Resources Available When Dealing With Commercial Payers

Commercial payers undoubtedly make up some percentage of your patient population. For many practices, issues arising with commercial payers can be extremely cumbersome and time consuming. There are some resources that practices can tap into for assistance and direction.

A practice can contact the state insurance commissioner to file a complaint or discuss problems experienced with private payers. Commissioners may be able to provide answers to general insurance questions, specific information on state regulations, recommendations for a plan of action, or information or follow up on complaints. A listing of state insurance commissioners can be found on the National Association of Insurance Commissioners Web site at http://www.naic.org/state_contacts/sid_websites.jsp.

Communicate any issues you are experiencing with your state medical and specialty societies.
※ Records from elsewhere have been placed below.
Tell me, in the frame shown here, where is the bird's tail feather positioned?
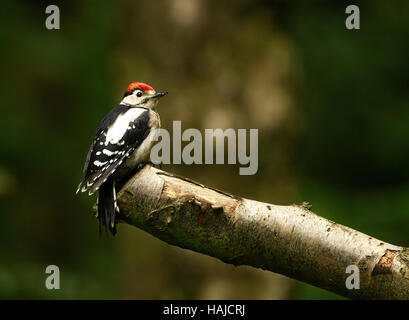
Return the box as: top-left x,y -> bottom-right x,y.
98,179 -> 116,235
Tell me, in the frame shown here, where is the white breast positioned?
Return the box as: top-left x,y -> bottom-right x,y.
124,110 -> 160,168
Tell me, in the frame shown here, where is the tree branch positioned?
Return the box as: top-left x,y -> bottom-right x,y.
114,166 -> 409,299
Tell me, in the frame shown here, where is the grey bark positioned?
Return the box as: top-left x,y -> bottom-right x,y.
111,166 -> 409,299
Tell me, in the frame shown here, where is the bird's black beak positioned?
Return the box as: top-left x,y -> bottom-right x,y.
149,91 -> 168,99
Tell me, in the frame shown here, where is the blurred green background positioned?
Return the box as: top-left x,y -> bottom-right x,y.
0,0 -> 409,299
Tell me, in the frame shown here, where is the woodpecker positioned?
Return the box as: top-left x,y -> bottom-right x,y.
77,82 -> 167,235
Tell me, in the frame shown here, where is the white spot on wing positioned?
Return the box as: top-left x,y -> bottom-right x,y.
105,108 -> 145,145
102,149 -> 118,156
94,160 -> 107,167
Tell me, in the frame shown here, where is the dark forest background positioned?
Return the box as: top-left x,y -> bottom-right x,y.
0,0 -> 409,299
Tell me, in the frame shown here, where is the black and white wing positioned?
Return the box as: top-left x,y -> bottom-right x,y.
77,105 -> 151,195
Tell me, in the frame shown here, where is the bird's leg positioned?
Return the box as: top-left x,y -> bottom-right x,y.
114,183 -> 121,214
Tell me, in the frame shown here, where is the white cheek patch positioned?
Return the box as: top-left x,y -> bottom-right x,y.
105,108 -> 145,145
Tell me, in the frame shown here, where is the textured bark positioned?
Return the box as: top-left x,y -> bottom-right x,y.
113,166 -> 409,299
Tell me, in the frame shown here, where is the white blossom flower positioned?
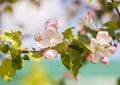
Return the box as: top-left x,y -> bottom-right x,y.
43,49 -> 58,60
35,19 -> 63,49
87,31 -> 116,64
79,11 -> 94,27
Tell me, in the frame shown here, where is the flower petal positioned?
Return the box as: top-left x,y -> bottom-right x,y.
107,46 -> 116,54
50,33 -> 63,47
96,31 -> 112,45
45,18 -> 58,30
101,57 -> 109,64
100,48 -> 112,57
34,33 -> 43,42
44,50 -> 57,60
90,38 -> 99,52
92,52 -> 101,63
36,39 -> 51,49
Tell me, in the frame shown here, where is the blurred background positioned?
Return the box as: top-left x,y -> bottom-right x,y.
0,0 -> 120,85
These societies may already be aware of complaints that have been filed or provide helpful information on particular issues. Contact information for your state oncology society is available on ASCO's Web site at www.asco.org/stateaffiliates. Contact information for your state medical society can be found on the American Medical Association's (AMA) Web site at http://www.ama-assn.org/ama/pub/category/7630.html.

Another helpful resource is the AMA's Private Sector Advocacy (PSA) unit. The PSA unit was formed in 1998 to advocate on behalf of physicians and help them navigate this complex environment. PSA focuses on exposing and eliminating managed care practices that undermine the physicians' ability to provide quality care to their patients. In addition, the AMA's Advocacy Resource Center (ARC) was created in 1997 to develop model advocacy campaigns on priority state-level issues for use by medical societies and member physicians.

Physicians can let the AMA know about problems they are having with health insurers through the easy-to-use Health Plan Complaint Form. The complaints received are anonymous and confidential, and the information is used to identify trends and to facilitate discussions with national health insurers to resolve the hassles that physicians encounter. It can be accessed through the “HIPAA and Health Plan Complaint Form” link on the PSA Web site at http://www.ama-assn.org/go/psa.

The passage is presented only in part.